Ripensare l’economia del welfare partendo dalle relazioni

Scritto da Massimo Ronchini

6 minuti di lettura

L’obiettivo di questo contributo è mettere in luce l’importanza di assumere una prospettiva relazionale nell’odierno dibattito socioeconomico, evidenziando la necessità di un ripensamento dell’approccio economico alle politiche di gestione del welfare. Osservando l’attuale scenario nazionale occorre rilevare una crescente complessità di bisogni sociali emergenti, aggravati dalla pandemia in corso, che lo Stato o il mercato da soli non riescono a soddisfare. In tale situazione, l’esigenza di contrastare la crescita delle disuguaglianze sociali ha condotto verso la formazione di nuovi disegni di welfare territoriale, facendo contemporaneamente emergere la necessità di adottare una nuova policy economica, che sia in grado di anteporre il benessere collettivo al profitto incondizionato. Per dare conto delle ragioni che determinano questa necessità è opportuno ripercorrere brevemente l’approccio di scuola neoclassica e liberista alla gestione delle politiche economiche del welfare sociale.

I servizi di natura assistenziale che lo Stato ha inteso erogare a partire dal periodo post-fordista sono stati prevalentemente rivolti alla risoluzione delle avversità che l’andamento dei cicli economici generava in termini di disuguaglianze sociali ed economiche. Il punto centrale di questa impostazione, generalmente riconducibile al modello del Welfare State, sta nella convinzione che le cause delle disuguaglianze, derivanti ad esempio dalla perdita del lavoro, debbano essere ricondotte ad eventi, più o meno straordinari, esterni al mercato, e non anche al modello di produzione della ricchezza[1].

Per cogliere i fondamenti di questa cornice teorica, è utile comprendere come il modello economico di scuola neoclassica abbia trascurato il ruolo delle relazioni sociali, e si sia sottratto alla responsabilità etica di occuparsi del benessere delle persone. Volendo essere estremamente sintetici, si può affermare che dal celebre saggio di Adam Smith[2], passando per le numerose evoluzioni cui la teoria dell’Equilibrio Economico Generale è stata soggetta[3], si è cercato, con una buona dose di ostinatezza, di dimostrare sul piano logico e matematico[4] l’idea che il benessere collettivo debba realizzarsi sul mercato attraverso l’azione combinata degli interessi individuali.
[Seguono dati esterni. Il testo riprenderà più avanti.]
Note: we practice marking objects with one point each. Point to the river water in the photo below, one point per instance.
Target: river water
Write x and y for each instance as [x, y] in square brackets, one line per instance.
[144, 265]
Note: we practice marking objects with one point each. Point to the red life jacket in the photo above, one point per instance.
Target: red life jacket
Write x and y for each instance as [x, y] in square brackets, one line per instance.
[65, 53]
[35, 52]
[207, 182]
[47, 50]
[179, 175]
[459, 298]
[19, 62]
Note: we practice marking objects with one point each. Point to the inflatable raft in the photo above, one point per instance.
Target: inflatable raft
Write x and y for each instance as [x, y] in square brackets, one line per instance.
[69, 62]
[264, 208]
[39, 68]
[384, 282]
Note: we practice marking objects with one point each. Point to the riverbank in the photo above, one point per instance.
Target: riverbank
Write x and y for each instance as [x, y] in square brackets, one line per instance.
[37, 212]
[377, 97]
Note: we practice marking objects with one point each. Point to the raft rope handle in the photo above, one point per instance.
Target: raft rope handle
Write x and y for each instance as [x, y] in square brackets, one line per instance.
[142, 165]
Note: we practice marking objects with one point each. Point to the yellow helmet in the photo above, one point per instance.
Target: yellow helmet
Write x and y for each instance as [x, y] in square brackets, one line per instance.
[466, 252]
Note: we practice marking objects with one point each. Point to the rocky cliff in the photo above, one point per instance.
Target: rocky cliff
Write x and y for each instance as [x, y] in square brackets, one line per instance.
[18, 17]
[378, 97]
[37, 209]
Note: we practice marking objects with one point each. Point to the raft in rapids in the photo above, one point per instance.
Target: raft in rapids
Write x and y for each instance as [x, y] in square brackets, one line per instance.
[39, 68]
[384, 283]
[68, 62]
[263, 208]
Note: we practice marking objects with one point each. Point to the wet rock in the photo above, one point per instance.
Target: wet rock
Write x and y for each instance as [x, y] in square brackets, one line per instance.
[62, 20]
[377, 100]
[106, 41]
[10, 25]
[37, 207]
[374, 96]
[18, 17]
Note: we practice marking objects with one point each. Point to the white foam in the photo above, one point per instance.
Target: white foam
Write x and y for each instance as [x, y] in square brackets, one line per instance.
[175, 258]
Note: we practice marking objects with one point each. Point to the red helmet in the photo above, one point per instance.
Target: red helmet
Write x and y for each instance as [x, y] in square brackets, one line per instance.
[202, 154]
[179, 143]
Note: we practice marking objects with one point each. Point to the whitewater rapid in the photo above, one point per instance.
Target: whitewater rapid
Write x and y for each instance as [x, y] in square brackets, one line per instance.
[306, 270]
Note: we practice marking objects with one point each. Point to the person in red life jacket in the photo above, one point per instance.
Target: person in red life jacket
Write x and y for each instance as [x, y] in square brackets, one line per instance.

Secondo tale impostazione, gli scambi intercorrenti tra i produttori, che perseguono l’obiettivo di massimizzare i profitti dai fattori produttivi, e i consumatori, che mirano a massimizzare l’utilità dato il vincolo di bilancio, sono in grado di condurre, in senso meccanicistico, ad un punto di equilibrio inteso come ordine spontaneo derivante dal mercato. Solo in un secondo momento, potendo ottenere un equilibrio di mercato anche in presenza di una forte disuguaglianza in termini allocativi, viene giustificato un intervento redistributivo dello Stato, nel tentativo di risolvere i problemi di giustizia distributiva.

Tuttavia, l’esaltazione dell’individualità insita nell’approccio atomistico neoclassico si è tradotta col tempo nell’esasperata ricerca del benessere individuale e ha condotto verso una deresponsabilizzazione degli individui rispetto alle conseguenze che le azioni economiche individuali generano sull’ambiente sociale in cui gli stessi vivono. La deresponsabilizzazione degli individui ammessa dall’impianto teorico neoclassico è stata accentuata dal contributo che la filosofia utilitarista ha portato nella trasformazione del benessere materiale da strumento per la realizzazione dei fini a fine stesso dell’agire umano. In ultimo, ha prodotto una divergenza tra la creazione di ricchezza e la distribuzione del benessere, generando bisogni sociali non più solamente riconducibili a questioni di giustizia distributiva, ma a disgregazioni del tessuto sociale difficilmente standardizzabili. Come giustamente osservava l’economista francese Léon Walras già alla fine dell’Ottocento: «Quando porrete mano alla ripartizione della torta – riferendosi all’azione pubblica di ridistribuzione delle risorse – non potrete ripartire le ingiustizie commesse per farla più grande – riferendosi qui alla dimensione etica di un mercato che mira solo a massimizzare la ricchezza».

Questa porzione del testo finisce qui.